In Palm Beach County, Fla., foreclosures rose to 4,830 in 2006 from 3,049 in 2005. And in just the first eight months of this year, the number hit 7,544, said Sharon R. Bock, the county’s comptroller and clerk. Vacant job positions in Ms. Bock’s office are going unfilled, and “it could get worse,” she said.
In Cleveland, revenue from building permits has fallen about $450,000 short of projections this year. Further, foreclosures have limited the city’s ability to borrow money, because municipalities borrow against the assessed value of their property base, said Sharon A. Dumas, the director of finance. Cleveland had hoped to borrow about $45 million this year for capital projects, Ms. Dumas said, but now the number will most likely be closer to $35 million.
For the moment, she said, the city is finding relief in an unlikely place: baseball. Taxes on tickets for the Cleveland Indians’ postseason games against New York and Boston could bring in more than $1 million.
In interviews, some city and county budget officials said the direct effects of the housing downturn could have a lag time of several years when it comes to local government revenue, whose level depends on property reassessments. Some pointed to factors particular to their cities — a loss of state aid, perhaps, or legislation limiting local property tax collections — as more dire.
“In some respects, this may be a correction,” Mr. Nicolini, of Milwaukee, said of the real estate decline. “If the job market stays relatively strong, it’s less of a concern.

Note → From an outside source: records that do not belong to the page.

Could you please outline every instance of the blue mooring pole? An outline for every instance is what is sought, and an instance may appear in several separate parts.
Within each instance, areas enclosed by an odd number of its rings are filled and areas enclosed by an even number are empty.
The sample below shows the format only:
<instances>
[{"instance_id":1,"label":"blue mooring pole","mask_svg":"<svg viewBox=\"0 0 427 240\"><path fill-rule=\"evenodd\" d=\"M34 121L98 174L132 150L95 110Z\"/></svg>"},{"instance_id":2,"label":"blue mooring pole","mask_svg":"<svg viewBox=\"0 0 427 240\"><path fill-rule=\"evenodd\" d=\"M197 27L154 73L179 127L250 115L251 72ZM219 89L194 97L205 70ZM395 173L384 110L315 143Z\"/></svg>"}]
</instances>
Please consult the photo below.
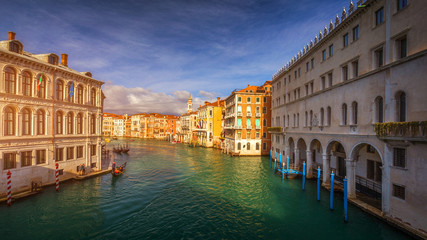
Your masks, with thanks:
<instances>
[{"instance_id":1,"label":"blue mooring pole","mask_svg":"<svg viewBox=\"0 0 427 240\"><path fill-rule=\"evenodd\" d=\"M320 201L320 167L317 167L317 201Z\"/></svg>"},{"instance_id":2,"label":"blue mooring pole","mask_svg":"<svg viewBox=\"0 0 427 240\"><path fill-rule=\"evenodd\" d=\"M273 160L271 159L272 156L273 156L273 151L270 149L270 168L273 167Z\"/></svg>"},{"instance_id":3,"label":"blue mooring pole","mask_svg":"<svg viewBox=\"0 0 427 240\"><path fill-rule=\"evenodd\" d=\"M288 179L289 173L289 156L286 157L286 179Z\"/></svg>"},{"instance_id":4,"label":"blue mooring pole","mask_svg":"<svg viewBox=\"0 0 427 240\"><path fill-rule=\"evenodd\" d=\"M348 222L348 216L347 216L347 177L344 178L344 222Z\"/></svg>"},{"instance_id":5,"label":"blue mooring pole","mask_svg":"<svg viewBox=\"0 0 427 240\"><path fill-rule=\"evenodd\" d=\"M277 152L274 152L274 173L276 173L277 168Z\"/></svg>"},{"instance_id":6,"label":"blue mooring pole","mask_svg":"<svg viewBox=\"0 0 427 240\"><path fill-rule=\"evenodd\" d=\"M280 158L280 166L282 166L282 154L279 153L279 158Z\"/></svg>"},{"instance_id":7,"label":"blue mooring pole","mask_svg":"<svg viewBox=\"0 0 427 240\"><path fill-rule=\"evenodd\" d=\"M305 189L305 162L302 163L302 190Z\"/></svg>"},{"instance_id":8,"label":"blue mooring pole","mask_svg":"<svg viewBox=\"0 0 427 240\"><path fill-rule=\"evenodd\" d=\"M334 210L334 171L331 173L331 206L329 207Z\"/></svg>"},{"instance_id":9,"label":"blue mooring pole","mask_svg":"<svg viewBox=\"0 0 427 240\"><path fill-rule=\"evenodd\" d=\"M282 180L285 180L285 163L282 165Z\"/></svg>"}]
</instances>

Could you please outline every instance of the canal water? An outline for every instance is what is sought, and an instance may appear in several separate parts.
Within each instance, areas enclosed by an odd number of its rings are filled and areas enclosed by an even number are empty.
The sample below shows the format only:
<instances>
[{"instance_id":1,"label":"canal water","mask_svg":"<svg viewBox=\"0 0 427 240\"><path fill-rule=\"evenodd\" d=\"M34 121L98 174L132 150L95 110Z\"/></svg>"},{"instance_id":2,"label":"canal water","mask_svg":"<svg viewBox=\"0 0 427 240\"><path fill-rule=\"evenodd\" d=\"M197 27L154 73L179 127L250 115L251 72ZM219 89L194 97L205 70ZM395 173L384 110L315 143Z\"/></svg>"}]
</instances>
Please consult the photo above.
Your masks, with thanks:
<instances>
[{"instance_id":1,"label":"canal water","mask_svg":"<svg viewBox=\"0 0 427 240\"><path fill-rule=\"evenodd\" d=\"M124 142L112 141L112 144ZM275 176L267 157L130 142L126 175L67 182L0 205L0 239L409 239L316 183Z\"/></svg>"}]
</instances>

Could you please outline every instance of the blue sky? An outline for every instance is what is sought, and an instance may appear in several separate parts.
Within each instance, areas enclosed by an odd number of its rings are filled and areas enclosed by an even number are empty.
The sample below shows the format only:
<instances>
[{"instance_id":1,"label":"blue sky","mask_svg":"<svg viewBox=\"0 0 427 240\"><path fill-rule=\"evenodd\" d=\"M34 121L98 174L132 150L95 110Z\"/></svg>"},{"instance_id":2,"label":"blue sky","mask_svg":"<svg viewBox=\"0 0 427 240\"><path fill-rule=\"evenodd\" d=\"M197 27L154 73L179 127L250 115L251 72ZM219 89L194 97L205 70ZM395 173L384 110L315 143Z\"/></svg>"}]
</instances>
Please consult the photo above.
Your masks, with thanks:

But if the trend were to continue, then it gets worrisome.”
Even in New York, where revenue has soared the last several years, officials have been predicting a slowdown and are preparing for belt-tightening. The anticipated falloff is due in large part to lower expected profits on Wall Street and a projected decline in real estate transactions, rich sources of tax revenue.
“The good times don’t go on forever,” Mayor Michael R. Bloomberg said Tuesday, “and while I don’t think we’re going to have a recession in this city, I think it’s probably true that we will have a slowdown in economic activity, a slowdown in tax revenues.”
The report from the National League of Cities was based on responses from finance officers in 359 cities, all with populations of 10,000 or more, from April to June. It found that 7 in 10 believed their cities were better able to meet fiscal needs during 2007 than in 2006, but that many were quite pessimistic about the years ahead. In the Midwest, the picture was already grim: almost half reported that their cities were less able to meet their financial needs this year than last.
Some local and state governments built up large surpluses in recent years, which, they hope, will cushion them now. Next month, the United States Conference of Mayors meets in Detroit to look at the real estate downturn and its effects on residents and municipal budgets.
In Chicago, meanwhile, Mayor Daley confirmed Wednesday that he was pondering yet another way to raise money: selling or leasing city parking meters to a private company. Questioned about the notion, Mr. Daley pointed to everything he must pay for.
“How are you going to do all this?” he said.